Not too long after that, I discovered I was pregnant and, not too long after that, I discovered it’s pretty impossible to write when you have a young baby. I know some people do it but I don’t have access to that stuff any longer. I’ve run out of the witch’s brew that let me, for so many years, “push through” at any cost. Or maybe I’m just better at seeing the cost. (Usually, uncomfortably, the cost seems to be evident in the faces of the people around me; my loved ones.) Even writing this short article, I have been interrupted by a waking toddler twice. (It could just as easily have been a dog: we got a puppy a year ago too.) But I have written it. In bits. I have stolen time.
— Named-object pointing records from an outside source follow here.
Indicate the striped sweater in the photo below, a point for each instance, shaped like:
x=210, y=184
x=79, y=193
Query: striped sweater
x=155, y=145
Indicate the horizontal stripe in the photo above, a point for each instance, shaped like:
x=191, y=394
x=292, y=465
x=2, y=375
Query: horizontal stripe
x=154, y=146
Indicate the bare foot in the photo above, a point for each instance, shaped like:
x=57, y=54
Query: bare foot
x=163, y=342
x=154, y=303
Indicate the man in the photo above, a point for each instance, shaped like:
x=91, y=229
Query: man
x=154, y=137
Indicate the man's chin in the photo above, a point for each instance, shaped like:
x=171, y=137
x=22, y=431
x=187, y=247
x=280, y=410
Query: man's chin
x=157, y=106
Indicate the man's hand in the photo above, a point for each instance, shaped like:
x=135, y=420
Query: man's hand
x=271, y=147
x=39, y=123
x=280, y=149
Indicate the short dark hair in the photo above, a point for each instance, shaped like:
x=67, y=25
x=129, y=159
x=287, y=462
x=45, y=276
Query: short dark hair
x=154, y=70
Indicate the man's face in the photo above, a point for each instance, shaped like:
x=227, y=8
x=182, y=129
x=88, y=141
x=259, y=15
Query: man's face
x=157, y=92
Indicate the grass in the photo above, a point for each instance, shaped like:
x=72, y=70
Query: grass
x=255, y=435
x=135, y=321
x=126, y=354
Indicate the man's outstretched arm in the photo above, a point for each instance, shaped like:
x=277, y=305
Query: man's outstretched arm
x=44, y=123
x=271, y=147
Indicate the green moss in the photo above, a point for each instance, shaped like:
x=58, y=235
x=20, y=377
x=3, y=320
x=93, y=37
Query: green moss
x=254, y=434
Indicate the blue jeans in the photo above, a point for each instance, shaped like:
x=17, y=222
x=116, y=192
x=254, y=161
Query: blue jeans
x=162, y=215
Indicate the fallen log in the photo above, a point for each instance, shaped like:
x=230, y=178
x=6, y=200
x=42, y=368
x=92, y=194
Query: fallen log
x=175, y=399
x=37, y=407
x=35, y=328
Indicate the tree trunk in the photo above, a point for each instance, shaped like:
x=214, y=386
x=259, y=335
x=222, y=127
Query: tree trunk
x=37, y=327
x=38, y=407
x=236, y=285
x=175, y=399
I’ll know tomorrow where I stole it from: it’ll be the moment I lose my [energy, patience, calm, enthusiasm, joy, laughter, creativity—pick one].

There’s only one reason we don’t write

So there are my reasons, some of them. My disclaimer might serve to put “on the page” a little of the missing “off-page” action of the last long while, so that continuity of some kind can be sustained. But really there’s only one reason we don’t write, however much we mean to, or think to, or yearn to, and that is: we don’t write. The only way to keep writing is to keep writing, in whatever bits of time you have each day. Ten minutes will do, I have found. It’s the only way to ensure you have written—have some writing: i.e. written evidence of having written. It works just as achievement does: little, or sometimes tiny, parts of achieving the bigger thing that get done each day and add up to the thing that, eventually, you and everyone else can point to and say, “Look what you’ve achieved!” Sometimes it’s health; sometimes it’s a whole human; sometimes these things take priority and we don’t end up putting in the daily work on writing, not even ten minutes. Sometimes that’s okay.